Entschädigungen für die Tätigkeit als ehrenamtlicher Richter sind zu versteuern

Ein ehrenamtlicher Richter (Schöffe) erzielt steuerpflichtige Einkünfte aus selbständiger Arbeit. Die Ausübung eines Ehrenamts schließt eine Besteuerung nicht aus.

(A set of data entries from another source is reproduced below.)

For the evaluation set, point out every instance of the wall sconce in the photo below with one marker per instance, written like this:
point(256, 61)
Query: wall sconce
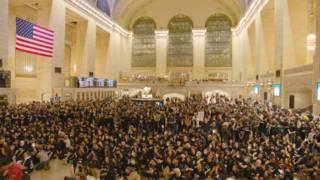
point(28, 69)
point(75, 68)
point(311, 42)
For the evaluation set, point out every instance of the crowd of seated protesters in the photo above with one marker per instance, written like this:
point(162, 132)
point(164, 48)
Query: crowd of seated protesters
point(119, 139)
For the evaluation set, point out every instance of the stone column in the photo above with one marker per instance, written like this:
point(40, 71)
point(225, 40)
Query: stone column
point(77, 50)
point(52, 17)
point(89, 53)
point(258, 34)
point(58, 24)
point(4, 40)
point(113, 56)
point(161, 52)
point(199, 53)
point(278, 64)
point(236, 57)
point(316, 63)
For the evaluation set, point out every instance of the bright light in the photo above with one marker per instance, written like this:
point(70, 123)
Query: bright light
point(256, 89)
point(276, 89)
point(318, 91)
point(311, 42)
point(75, 68)
point(28, 68)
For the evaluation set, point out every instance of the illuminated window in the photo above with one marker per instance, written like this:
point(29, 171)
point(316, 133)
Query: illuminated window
point(180, 45)
point(218, 41)
point(144, 44)
point(311, 42)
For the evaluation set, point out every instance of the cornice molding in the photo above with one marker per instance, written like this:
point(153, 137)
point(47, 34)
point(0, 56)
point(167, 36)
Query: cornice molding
point(249, 16)
point(101, 18)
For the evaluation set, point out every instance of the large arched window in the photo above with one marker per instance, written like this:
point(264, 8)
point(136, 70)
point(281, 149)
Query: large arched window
point(180, 47)
point(144, 43)
point(218, 41)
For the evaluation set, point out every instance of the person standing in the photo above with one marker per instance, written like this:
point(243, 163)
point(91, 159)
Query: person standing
point(11, 170)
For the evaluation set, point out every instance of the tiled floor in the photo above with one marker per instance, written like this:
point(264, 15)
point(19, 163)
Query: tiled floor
point(58, 170)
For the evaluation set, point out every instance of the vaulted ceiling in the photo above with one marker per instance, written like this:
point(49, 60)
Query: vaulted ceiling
point(125, 12)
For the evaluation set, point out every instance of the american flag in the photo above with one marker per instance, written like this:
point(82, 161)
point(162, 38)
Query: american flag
point(34, 39)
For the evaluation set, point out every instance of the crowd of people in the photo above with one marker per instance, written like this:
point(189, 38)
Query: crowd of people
point(118, 139)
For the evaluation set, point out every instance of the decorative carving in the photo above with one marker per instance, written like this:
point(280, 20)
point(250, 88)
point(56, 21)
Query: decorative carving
point(144, 43)
point(180, 46)
point(218, 41)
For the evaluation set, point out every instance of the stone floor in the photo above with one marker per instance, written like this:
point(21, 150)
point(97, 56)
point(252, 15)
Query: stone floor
point(58, 170)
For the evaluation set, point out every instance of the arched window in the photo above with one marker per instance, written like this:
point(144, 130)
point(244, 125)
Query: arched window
point(180, 46)
point(144, 43)
point(218, 41)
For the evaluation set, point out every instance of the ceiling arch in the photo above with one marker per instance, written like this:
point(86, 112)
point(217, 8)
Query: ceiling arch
point(126, 12)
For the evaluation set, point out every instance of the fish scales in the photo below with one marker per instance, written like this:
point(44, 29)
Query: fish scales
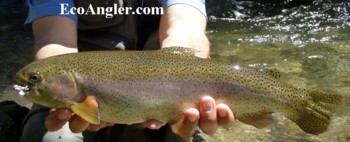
point(134, 86)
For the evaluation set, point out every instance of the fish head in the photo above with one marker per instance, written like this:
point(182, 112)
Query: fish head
point(47, 85)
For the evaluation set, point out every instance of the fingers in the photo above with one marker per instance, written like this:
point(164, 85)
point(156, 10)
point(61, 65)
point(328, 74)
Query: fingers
point(78, 124)
point(225, 116)
point(57, 118)
point(187, 125)
point(212, 116)
point(208, 116)
point(154, 124)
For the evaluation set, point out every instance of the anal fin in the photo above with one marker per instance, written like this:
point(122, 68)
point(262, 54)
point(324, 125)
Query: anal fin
point(261, 119)
point(88, 110)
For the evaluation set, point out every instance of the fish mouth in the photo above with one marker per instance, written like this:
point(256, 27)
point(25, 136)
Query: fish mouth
point(23, 90)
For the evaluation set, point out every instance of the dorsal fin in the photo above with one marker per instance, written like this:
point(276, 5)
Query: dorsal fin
point(272, 73)
point(183, 51)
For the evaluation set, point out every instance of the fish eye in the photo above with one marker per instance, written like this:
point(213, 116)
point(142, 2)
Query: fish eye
point(34, 77)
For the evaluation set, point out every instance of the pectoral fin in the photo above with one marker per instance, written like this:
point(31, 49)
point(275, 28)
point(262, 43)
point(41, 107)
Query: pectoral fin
point(259, 120)
point(88, 110)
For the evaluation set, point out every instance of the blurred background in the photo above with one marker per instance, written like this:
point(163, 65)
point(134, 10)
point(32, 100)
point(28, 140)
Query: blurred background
point(308, 41)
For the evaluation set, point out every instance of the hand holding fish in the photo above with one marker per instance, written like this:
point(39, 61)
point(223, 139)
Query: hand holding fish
point(211, 116)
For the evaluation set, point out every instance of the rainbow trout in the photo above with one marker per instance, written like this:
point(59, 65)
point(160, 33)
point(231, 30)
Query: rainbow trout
point(129, 87)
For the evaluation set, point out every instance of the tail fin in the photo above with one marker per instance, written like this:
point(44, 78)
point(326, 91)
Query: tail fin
point(315, 117)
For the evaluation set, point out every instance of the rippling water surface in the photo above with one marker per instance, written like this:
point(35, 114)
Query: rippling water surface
point(309, 45)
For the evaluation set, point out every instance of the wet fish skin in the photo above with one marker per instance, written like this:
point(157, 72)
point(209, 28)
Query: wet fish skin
point(134, 86)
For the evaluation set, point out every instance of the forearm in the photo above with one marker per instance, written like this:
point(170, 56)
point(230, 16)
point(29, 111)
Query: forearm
point(183, 25)
point(54, 35)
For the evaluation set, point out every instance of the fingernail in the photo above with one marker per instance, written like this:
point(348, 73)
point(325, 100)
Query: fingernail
point(193, 118)
point(62, 116)
point(222, 113)
point(208, 106)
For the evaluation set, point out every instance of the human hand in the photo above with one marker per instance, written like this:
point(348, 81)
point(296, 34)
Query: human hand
point(209, 117)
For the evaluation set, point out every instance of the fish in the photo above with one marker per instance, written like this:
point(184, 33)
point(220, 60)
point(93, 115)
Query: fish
point(128, 87)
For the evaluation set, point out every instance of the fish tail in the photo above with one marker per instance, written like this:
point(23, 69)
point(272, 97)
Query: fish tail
point(315, 117)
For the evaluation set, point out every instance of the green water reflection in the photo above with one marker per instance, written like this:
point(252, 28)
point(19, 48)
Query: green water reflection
point(309, 45)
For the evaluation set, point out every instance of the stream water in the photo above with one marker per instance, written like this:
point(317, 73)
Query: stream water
point(309, 45)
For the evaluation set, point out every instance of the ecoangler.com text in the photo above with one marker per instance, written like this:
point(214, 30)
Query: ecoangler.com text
point(109, 12)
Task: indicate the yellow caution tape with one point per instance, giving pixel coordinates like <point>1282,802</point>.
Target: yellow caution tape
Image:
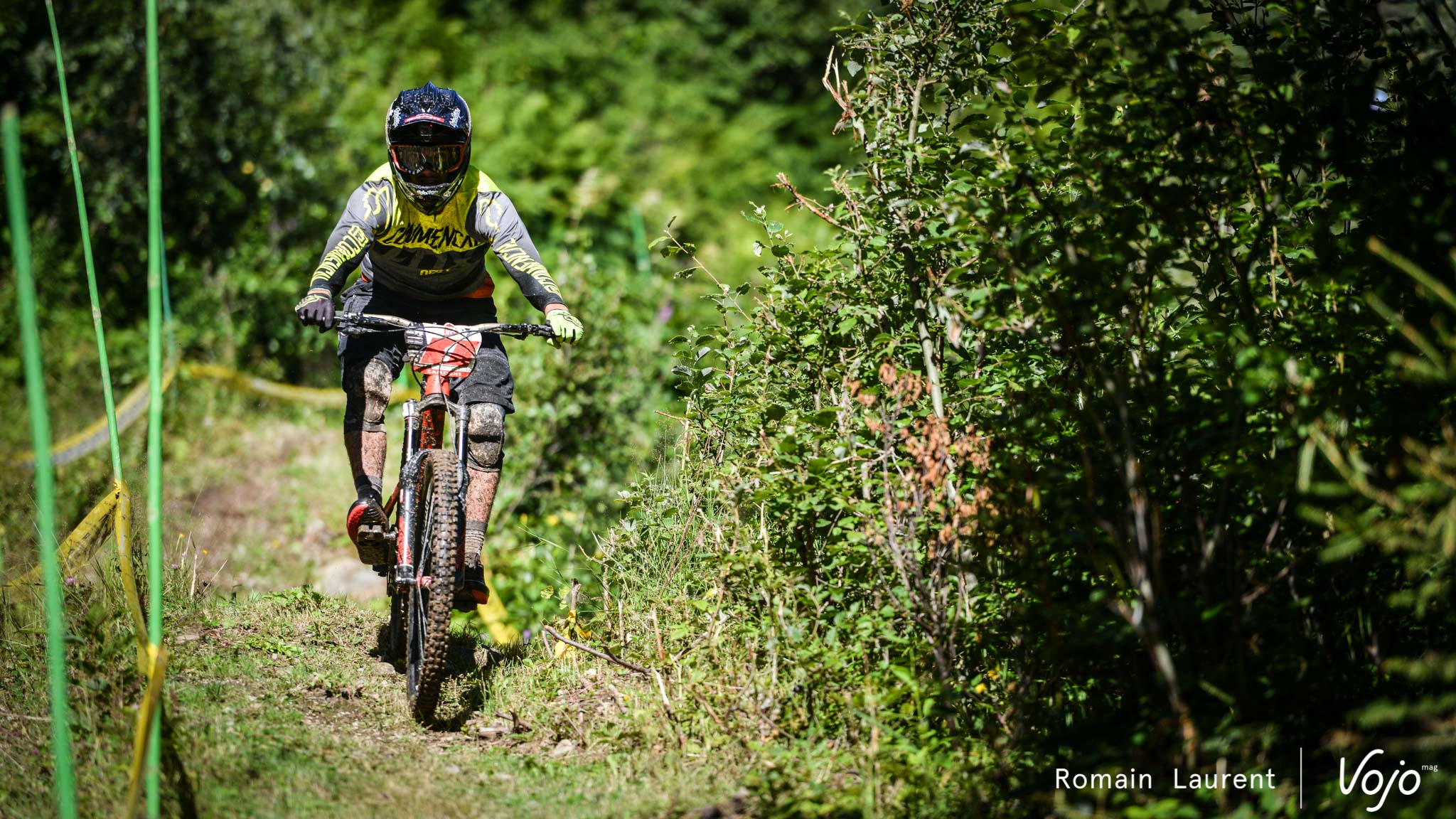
<point>134,405</point>
<point>122,528</point>
<point>158,666</point>
<point>82,541</point>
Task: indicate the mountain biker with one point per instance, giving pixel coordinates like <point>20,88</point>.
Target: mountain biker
<point>418,230</point>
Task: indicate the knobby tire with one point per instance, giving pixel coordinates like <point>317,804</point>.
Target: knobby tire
<point>437,527</point>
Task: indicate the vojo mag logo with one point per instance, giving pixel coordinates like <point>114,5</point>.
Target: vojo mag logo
<point>1378,783</point>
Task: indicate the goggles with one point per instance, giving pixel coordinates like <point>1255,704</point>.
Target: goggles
<point>422,164</point>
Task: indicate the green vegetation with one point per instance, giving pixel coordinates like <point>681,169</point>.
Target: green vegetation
<point>1098,419</point>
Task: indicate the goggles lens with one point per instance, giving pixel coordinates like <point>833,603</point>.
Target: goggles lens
<point>427,164</point>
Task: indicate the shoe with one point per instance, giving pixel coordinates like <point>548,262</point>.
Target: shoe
<point>473,592</point>
<point>366,525</point>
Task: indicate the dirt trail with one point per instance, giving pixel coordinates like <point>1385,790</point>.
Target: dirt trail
<point>267,505</point>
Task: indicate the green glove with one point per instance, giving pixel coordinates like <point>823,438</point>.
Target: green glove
<point>565,326</point>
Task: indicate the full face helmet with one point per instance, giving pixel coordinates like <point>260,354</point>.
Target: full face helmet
<point>427,132</point>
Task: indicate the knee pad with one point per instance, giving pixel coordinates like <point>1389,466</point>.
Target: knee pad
<point>366,387</point>
<point>486,436</point>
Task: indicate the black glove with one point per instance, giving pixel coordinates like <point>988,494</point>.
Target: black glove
<point>316,309</point>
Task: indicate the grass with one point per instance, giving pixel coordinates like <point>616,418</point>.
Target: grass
<point>280,706</point>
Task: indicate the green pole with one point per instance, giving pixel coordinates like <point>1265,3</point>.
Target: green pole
<point>44,470</point>
<point>155,382</point>
<point>91,266</point>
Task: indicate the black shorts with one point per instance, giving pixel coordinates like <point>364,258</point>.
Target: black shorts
<point>491,378</point>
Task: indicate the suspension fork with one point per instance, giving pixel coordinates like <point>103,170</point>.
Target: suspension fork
<point>464,478</point>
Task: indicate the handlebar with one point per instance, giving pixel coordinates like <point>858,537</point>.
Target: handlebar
<point>361,324</point>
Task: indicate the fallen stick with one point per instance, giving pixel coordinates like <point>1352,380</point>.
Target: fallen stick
<point>596,653</point>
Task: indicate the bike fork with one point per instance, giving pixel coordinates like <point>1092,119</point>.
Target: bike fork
<point>408,500</point>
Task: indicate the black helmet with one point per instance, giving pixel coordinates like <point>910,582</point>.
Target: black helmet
<point>427,132</point>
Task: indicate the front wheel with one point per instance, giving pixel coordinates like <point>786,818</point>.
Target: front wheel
<point>436,532</point>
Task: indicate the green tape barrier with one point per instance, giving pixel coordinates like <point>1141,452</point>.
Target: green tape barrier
<point>155,319</point>
<point>86,254</point>
<point>65,781</point>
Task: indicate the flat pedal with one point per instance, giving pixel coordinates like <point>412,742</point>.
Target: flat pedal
<point>375,544</point>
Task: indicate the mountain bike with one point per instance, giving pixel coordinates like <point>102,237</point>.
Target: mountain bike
<point>429,500</point>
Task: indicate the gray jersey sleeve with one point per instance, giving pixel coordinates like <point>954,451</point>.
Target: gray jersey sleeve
<point>498,222</point>
<point>369,209</point>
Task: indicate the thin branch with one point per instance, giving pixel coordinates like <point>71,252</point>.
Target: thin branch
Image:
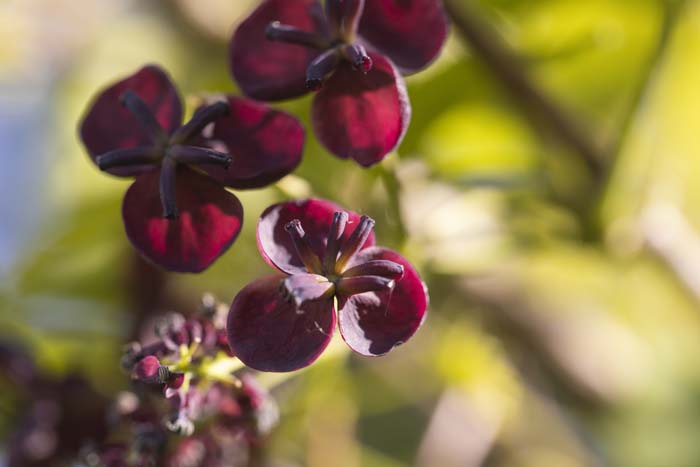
<point>485,43</point>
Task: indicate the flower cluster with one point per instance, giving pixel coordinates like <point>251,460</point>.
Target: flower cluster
<point>185,383</point>
<point>328,259</point>
<point>354,52</point>
<point>177,213</point>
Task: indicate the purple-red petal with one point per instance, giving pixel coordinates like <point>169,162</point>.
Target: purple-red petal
<point>410,32</point>
<point>210,220</point>
<point>271,70</point>
<point>316,216</point>
<point>362,116</point>
<point>269,333</point>
<point>373,323</point>
<point>265,144</point>
<point>108,125</point>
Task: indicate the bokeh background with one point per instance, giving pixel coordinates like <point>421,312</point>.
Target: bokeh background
<point>547,189</point>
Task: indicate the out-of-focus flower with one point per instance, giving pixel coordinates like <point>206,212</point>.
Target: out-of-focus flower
<point>280,323</point>
<point>354,52</point>
<point>177,213</point>
<point>54,417</point>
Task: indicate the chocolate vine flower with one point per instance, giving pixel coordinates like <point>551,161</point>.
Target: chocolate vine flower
<point>353,52</point>
<point>177,213</point>
<point>280,323</point>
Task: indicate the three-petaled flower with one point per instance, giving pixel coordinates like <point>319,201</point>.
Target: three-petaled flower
<point>280,323</point>
<point>177,213</point>
<point>354,51</point>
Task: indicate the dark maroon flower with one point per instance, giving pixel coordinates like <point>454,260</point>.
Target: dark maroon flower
<point>177,213</point>
<point>284,322</point>
<point>353,51</point>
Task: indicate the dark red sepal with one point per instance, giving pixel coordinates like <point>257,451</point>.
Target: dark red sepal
<point>108,125</point>
<point>271,70</point>
<point>209,221</point>
<point>410,32</point>
<point>316,216</point>
<point>269,333</point>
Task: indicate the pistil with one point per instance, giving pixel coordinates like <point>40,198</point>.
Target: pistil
<point>301,243</point>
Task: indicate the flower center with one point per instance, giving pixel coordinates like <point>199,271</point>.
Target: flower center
<point>168,151</point>
<point>335,39</point>
<point>331,275</point>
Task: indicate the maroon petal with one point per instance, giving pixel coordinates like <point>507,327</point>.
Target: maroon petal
<point>307,287</point>
<point>108,125</point>
<point>265,144</point>
<point>410,32</point>
<point>272,70</point>
<point>362,116</point>
<point>373,323</point>
<point>269,333</point>
<point>147,369</point>
<point>316,215</point>
<point>209,221</point>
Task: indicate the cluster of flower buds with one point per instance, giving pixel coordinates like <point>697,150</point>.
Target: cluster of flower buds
<point>189,405</point>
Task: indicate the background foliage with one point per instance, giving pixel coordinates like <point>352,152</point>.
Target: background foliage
<point>563,326</point>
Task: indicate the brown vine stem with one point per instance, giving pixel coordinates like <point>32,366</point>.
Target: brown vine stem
<point>486,44</point>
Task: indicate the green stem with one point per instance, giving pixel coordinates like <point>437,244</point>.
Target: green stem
<point>392,185</point>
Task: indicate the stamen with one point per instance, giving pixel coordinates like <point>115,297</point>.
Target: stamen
<point>340,220</point>
<point>301,243</point>
<point>277,31</point>
<point>306,287</point>
<point>202,117</point>
<point>143,113</point>
<point>167,188</point>
<point>142,155</point>
<point>197,156</point>
<point>320,67</point>
<point>320,21</point>
<point>377,267</point>
<point>362,284</point>
<point>355,242</point>
<point>357,55</point>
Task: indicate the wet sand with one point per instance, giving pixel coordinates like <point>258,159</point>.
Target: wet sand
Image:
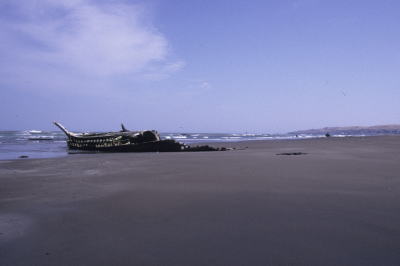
<point>339,204</point>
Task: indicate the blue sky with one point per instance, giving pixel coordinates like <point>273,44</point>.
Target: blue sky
<point>199,66</point>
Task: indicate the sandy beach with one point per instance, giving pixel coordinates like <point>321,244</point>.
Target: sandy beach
<point>338,204</point>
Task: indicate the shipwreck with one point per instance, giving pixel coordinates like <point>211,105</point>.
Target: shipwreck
<point>127,141</point>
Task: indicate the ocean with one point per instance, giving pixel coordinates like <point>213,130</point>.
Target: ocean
<point>48,144</point>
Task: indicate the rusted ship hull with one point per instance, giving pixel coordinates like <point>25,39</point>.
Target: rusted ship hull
<point>125,141</point>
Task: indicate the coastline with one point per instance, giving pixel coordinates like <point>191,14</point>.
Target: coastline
<point>336,204</point>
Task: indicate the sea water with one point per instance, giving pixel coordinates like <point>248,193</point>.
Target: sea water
<point>48,144</point>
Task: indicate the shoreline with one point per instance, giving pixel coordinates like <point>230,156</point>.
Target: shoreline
<point>335,205</point>
<point>227,144</point>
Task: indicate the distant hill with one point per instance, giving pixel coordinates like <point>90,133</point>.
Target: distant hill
<point>355,130</point>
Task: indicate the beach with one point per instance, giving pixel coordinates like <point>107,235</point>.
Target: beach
<point>337,203</point>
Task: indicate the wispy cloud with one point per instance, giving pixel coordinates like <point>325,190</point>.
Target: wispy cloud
<point>80,40</point>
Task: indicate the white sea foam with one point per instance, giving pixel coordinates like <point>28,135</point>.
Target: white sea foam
<point>33,131</point>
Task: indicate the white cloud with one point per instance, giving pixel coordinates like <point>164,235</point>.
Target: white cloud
<point>81,38</point>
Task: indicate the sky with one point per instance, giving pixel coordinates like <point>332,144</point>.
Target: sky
<point>199,65</point>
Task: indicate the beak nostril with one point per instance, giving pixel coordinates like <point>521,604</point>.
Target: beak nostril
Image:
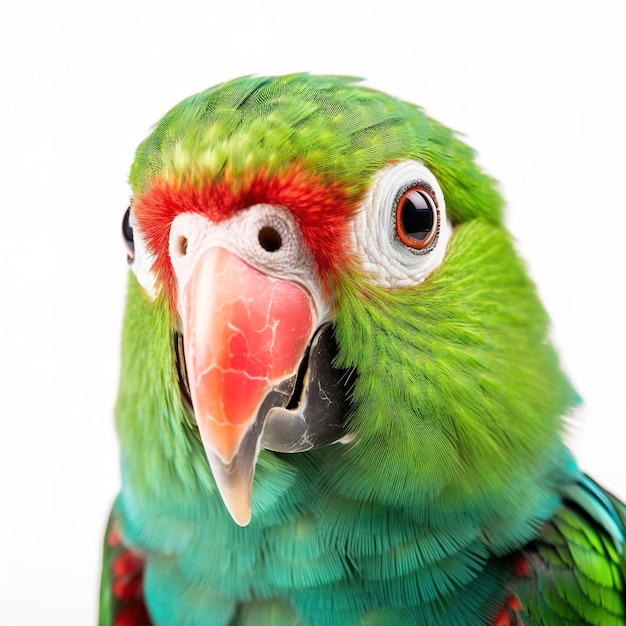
<point>270,239</point>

Ein angestellter Steuerberater war zum Schöffen berufen worden. Dafür erhielt er als „Entschädigung“ Reisekosten, eine Entschädigung für den Verdienstausfall und eine Entschädigung für Zeitversäumnis von 5 € je Stunde nach dem Justizvergütungs  und Justizentschädigungsgesetz (JVEG). Der Schöffe meinte, diese Entschädigungen seien nicht zu versteuern. Denn sie seien keiner Einkunftsart zuzuordnen oder steuerfrei. Das Finanzamt berücksichtigte die Entschädigung als Arbeitslohn. Das Finanzgericht Baden-Württemberg entschied, dass die Entschädigung zu steuerpflichtigen Einkünften aus selbständiger Arbeit führt. Denn Schöffen müssen ihre Leistung höchstpersönlich, ohne feste Bezüge erbringen und sind nicht weisungsgebunden. Sie schulden nur den Arbeitserfolg in Form der Mitwirkung an einer Entscheidung und sind nicht auf eine vereinbarte Arbeitszeit festgelegt. Selbst, dass man sich dem Schöffenamt nicht ohne weiteres entziehen kann, verhindert nach Ansicht des Gerichts nicht die Besteuerung. Zahlungen aus öffentlichen Kassen können Einnahmen sein, die durch eine Erwerbstätigkeit veranlasst sind. Es gibt keine Norm, die Entschädigungen für ein Ehrenamt von der Besteuerung ausnimmt. Steuerfrei sind nur „Aufwandsentschädigungen“. Diesen Begriff verwendet das JVEG jedoch nicht.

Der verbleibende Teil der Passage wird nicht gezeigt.